Jonathan Chait at NYMag‘s Dail Intel has a cheerful perspective on “The Obama-Romney Confidence Gap“:
As the general election begins, it’s apparent that a wide gap in confidence has opened up between the two campaigns. The Obama campaign is bordering on cocky, utterly dismissive of Mitt Romney and warning against overconfidence. Obviously, campaigns always strive to convey confidence, with even the slightest hints of pessimism seen as potentially unleashing a self-defeating cycle of doom.
So this admission, from the director of the Karl Rove–affiliated Republican Super-PAC “American Crossroads,” is unusual and telling:
Mr. Law said, Crossroads research suggests that Mr. Obama’s campaign has started to gain traction among critical swing voters by arguing that Republicans, including Mr. Romney, favor an “economic plutocracy” in which middle-class voters can no longer count on financial security, even though they work hard and play by the rules.
“His argument is: ‘The reason you feel bad is not because I’ve been an inadequate president but because the rules of the game are stacked against you,’ ” Mr. Law said. Calling it a “dystopian vision,” he added, “that narrative has some gravitational pull.”
In other words, their research shows that Obama’s campaign to frame the economic debate is working. It’s genuinely quite rare for campaigns (or, in this case, quasi-campaigns) to make that sort of confession…

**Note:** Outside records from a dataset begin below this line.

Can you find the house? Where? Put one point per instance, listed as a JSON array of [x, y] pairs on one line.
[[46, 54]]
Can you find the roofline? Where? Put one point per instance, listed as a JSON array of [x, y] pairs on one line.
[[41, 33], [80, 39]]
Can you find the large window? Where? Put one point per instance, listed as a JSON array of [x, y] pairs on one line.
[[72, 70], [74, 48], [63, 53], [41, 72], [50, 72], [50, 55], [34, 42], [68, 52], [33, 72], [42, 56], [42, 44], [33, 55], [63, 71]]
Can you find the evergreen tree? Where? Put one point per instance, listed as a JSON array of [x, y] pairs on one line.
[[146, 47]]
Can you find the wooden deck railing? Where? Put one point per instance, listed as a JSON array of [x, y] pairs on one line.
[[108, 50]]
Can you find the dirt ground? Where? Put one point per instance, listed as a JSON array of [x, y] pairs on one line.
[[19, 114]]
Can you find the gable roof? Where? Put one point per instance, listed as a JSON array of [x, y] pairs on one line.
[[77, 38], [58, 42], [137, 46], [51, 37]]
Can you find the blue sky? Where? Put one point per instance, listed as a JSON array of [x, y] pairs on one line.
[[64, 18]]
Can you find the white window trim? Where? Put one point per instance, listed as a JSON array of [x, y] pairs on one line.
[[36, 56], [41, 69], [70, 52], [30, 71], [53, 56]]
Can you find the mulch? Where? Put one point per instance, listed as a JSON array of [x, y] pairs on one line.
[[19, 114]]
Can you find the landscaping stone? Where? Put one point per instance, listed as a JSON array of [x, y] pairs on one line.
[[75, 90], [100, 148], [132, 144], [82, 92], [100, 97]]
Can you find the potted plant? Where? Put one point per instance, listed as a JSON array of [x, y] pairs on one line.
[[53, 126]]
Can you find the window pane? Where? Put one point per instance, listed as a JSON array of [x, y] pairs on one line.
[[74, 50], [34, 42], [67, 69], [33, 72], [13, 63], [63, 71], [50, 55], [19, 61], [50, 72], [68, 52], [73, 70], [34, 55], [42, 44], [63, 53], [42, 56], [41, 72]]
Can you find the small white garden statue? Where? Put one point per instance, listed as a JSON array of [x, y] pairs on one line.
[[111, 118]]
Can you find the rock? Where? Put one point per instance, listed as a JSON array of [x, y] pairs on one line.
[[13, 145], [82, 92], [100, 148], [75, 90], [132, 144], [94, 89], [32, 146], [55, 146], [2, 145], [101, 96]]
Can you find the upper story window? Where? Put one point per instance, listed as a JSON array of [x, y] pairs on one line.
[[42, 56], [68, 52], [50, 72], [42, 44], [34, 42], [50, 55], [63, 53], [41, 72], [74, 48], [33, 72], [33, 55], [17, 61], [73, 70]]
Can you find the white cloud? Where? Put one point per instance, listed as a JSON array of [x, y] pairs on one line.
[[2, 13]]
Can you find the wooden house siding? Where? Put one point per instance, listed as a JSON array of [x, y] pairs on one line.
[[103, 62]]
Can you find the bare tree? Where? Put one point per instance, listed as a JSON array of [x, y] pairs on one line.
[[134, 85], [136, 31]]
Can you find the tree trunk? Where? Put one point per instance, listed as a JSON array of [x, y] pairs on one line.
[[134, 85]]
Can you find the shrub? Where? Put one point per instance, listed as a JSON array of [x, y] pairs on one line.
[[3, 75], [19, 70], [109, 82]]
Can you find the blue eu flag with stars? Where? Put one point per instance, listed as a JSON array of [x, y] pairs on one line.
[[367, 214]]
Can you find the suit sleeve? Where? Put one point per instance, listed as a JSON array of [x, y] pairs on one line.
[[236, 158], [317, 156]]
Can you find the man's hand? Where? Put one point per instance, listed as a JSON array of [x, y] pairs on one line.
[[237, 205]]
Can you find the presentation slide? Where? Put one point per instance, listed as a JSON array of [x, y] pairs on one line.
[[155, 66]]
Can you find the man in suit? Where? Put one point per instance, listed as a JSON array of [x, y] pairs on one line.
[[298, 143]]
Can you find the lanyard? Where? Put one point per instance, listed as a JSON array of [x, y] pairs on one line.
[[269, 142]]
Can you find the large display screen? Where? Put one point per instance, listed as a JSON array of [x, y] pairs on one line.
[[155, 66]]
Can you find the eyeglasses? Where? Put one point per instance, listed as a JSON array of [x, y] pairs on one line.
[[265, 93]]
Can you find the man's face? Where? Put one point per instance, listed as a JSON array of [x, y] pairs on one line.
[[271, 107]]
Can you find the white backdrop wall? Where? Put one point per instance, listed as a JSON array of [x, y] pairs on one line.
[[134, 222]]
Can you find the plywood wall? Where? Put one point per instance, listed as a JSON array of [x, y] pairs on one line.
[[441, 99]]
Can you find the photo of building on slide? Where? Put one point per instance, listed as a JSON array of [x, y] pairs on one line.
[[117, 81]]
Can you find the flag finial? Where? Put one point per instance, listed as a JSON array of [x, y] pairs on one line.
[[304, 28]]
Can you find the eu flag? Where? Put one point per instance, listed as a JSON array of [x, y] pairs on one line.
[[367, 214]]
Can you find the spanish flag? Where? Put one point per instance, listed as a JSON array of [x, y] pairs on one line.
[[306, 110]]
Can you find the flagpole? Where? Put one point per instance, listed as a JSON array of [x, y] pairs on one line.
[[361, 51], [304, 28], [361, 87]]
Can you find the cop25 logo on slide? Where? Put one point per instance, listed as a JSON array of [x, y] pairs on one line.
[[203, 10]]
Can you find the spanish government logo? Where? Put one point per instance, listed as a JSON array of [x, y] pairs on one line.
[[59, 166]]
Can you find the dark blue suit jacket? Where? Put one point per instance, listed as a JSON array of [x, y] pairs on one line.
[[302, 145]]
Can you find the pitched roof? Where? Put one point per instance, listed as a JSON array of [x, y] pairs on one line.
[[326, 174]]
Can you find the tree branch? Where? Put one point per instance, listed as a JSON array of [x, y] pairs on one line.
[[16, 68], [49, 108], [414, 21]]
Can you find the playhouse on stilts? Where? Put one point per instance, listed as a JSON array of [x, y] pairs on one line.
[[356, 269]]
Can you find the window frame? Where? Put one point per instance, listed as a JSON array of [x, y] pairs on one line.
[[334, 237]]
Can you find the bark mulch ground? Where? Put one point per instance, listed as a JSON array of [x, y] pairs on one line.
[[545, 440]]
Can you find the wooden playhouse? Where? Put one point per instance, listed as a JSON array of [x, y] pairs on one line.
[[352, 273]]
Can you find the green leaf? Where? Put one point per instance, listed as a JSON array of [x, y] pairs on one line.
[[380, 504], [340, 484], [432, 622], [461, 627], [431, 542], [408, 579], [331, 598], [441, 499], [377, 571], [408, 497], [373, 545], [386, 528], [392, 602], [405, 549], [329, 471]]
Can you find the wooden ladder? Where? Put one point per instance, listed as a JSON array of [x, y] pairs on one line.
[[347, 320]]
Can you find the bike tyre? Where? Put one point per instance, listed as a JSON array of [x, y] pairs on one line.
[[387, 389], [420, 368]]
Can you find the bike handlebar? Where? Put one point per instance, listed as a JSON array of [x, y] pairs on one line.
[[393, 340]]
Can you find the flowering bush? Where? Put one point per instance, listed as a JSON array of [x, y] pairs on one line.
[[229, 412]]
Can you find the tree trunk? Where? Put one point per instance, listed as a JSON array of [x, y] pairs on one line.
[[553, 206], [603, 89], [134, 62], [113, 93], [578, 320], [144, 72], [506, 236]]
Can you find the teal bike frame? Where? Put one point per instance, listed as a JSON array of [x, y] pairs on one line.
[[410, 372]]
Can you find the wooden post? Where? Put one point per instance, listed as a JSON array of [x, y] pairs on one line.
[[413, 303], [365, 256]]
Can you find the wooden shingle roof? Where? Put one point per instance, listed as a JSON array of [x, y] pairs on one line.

From the Buzzfeed article, “It’s ‘Game On’ in Chicago“:
… The Obama machine’s singular goal: to keep the president in his job by raising and spending hundreds of millions of dollars to recreate the momentum of 2008. There are now close to 700 hundred full time employees, an entire floor of office space, thousands of volunteers in well over 100 field offices across all 50 states, and the most impressive digital team a presidential campaign has ever assembled. There’s been experimentation—the tech team figured out a way to make the Obama website display perfectly on any device, a feat that wouldn’t have been possible even a year ago—and the entire office was designed to resemble a Silicon Valley start-up. The digital department is the largest in headquarters. Messina even consulted with Palo Alto execs to find the “best practices,” says an Obama official, including carpets (quieter), mixing the staffs on the floor into teams rather than departments, bouncy balls, and communicating with instant messages and Twitter. “We ensure maximum collaboration so people don’t sit with their departments, they sit in teams,” Messina told BuzzFeed…
These days, the campaign’s Rapid Response team has reached out to reporters covering Romney, providing a rebuttal to every speech. They’re also in full-on courtship mode with a press that complains of a lack of access to Romney and his top aides. Obama’s headquarters averaged about ten visits a week from reporters over the past month, aides said. David Axelrod, whose official title of “senior campaign advisor” understates his role as guru and decision-maker, was at the office everyday last month. (On Thursday “Axe,” as he is known among the staff, took the afternoon off to attend the Cubs opening day with Mayor Rahm Emanuel; at his seats over the dugout, he caught a foul ball.)